Up there, on the high ground, the wind was bitter, and I was thankful when James suggested we take shelter in the nearest ale-house to warm our numbed feet and hands before making any enquiries. There was a small hostelry close by the main track, not particularly well lit nor particularly well patronized on this freezing Wednesday morning when most people were either working or sleeping off the effects of their Christmas wassail. We were therefore able to sit close to the fire and hold our chilled fingers to the cheerful blaze. A quick glance revealed that, apart from ourselves, there was only one other customer in the place — a tough, wiry little man with a brown beard and complexion to match, seated at a nearby table.
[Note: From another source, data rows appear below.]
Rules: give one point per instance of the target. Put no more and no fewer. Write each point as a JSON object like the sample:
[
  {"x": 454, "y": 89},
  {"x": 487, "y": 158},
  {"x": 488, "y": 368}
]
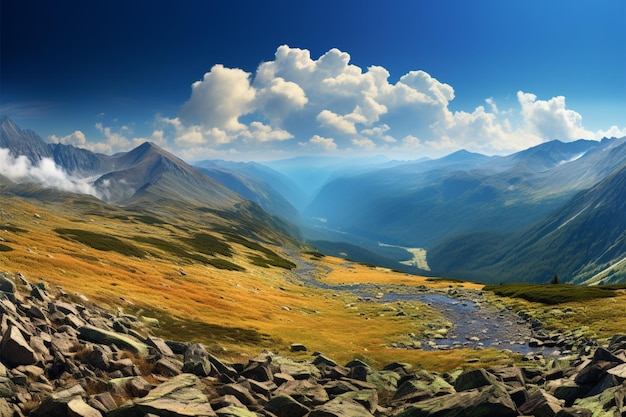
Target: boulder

As we entered the ale-house, I had noticed outside a handcart piled with sacks, and a few candles spilled from the mouth of one of them.
When we had been served with our ale, I spoke to him. ‘’Morning, master. Are you the chandler in these parts?’
He raised his beaker to me in salutation. ‘I’m a chandler, certainly, and I sell my wares hereabouts as well as elsewhere. Plenty o’money in Clifton.’
He looked as though he would like to enquire what my trade was. He was obviously puzzled by the disparity in the quality of my dress and that of my companion.